Ein Land stellt sich auf den Ölboykott ein Die Devise: Vorhänge zu, Fahrräder raus

Von Klaus-Peter Schmid

Den Haag, im November

Landsleute, zieht die Vorhänge zu", appellierte Hollands Wirtschaftsminister Ruud Lubbers an sein Volk – und die Holländer machten die Gardinen dicht, um Wärme zu sparen. "Sie können heute alle eine Million Liter Benzin sparen, ohne einen Kilometer weniger zu fahren", verkündeten die zehn größten Mineralölkonzerne des Landes – und Hollands Autofahrer begnügten sich mit Tempo 100, um mit dem knappen Benzin hauszuhalten.
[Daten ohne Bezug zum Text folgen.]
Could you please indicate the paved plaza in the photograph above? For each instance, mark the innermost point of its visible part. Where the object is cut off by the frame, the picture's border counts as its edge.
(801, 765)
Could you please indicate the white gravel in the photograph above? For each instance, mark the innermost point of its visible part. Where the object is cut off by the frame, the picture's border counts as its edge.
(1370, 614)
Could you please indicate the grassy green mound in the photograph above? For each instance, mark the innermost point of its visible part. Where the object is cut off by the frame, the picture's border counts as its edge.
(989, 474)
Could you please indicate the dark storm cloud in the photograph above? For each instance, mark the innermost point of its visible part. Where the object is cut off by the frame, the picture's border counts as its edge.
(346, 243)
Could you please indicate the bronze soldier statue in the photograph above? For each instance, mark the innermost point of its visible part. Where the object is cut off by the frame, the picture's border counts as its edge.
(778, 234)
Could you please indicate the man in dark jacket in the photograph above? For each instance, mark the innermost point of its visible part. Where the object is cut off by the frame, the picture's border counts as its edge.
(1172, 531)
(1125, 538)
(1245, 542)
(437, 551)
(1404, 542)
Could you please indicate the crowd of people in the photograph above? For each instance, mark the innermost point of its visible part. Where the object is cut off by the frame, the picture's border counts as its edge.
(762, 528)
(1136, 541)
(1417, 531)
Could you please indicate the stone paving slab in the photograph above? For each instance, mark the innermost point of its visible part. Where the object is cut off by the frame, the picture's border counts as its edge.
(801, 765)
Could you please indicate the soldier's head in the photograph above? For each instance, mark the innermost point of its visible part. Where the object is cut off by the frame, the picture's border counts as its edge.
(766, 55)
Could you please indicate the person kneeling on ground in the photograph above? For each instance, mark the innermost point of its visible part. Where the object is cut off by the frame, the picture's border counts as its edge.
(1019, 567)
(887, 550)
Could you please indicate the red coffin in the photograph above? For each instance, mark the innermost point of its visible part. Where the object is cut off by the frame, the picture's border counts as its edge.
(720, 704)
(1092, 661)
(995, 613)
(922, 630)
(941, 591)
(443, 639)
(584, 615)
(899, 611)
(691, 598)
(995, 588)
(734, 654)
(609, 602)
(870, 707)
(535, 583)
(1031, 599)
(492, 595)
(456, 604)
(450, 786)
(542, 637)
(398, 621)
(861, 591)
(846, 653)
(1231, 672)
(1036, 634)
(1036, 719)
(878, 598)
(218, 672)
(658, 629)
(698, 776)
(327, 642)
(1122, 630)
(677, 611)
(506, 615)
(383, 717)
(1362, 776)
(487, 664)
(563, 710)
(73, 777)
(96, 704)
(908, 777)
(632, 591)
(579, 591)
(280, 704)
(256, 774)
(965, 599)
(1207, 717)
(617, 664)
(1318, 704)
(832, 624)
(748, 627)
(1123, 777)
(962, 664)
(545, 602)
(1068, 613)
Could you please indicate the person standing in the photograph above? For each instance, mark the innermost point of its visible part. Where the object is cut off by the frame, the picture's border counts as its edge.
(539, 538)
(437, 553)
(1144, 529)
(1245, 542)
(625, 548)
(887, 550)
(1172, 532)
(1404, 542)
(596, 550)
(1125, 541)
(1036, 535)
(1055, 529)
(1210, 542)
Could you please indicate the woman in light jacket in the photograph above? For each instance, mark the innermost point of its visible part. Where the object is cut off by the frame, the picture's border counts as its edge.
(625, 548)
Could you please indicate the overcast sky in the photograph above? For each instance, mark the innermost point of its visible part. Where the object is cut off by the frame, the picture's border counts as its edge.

Gelassen und diszipliniert wehren sich die Niederländer gegen eine Gefahr, die ganz Europa droht, die aber Holland in der vergangenen Woche als erste Industrienation zu spüren bekam: den totalen Ölkrieg. Verschreckt erklärte ein Sprecher des Wirtschaftsministeriums im Haag: "Wenn der Ölboykott gegen unser Land vier oder fünf Monate dauert, dann droht den Niederlanden ein wirtschaftlicher Schlag, von dem wir uns kaum mehr erholen könnten."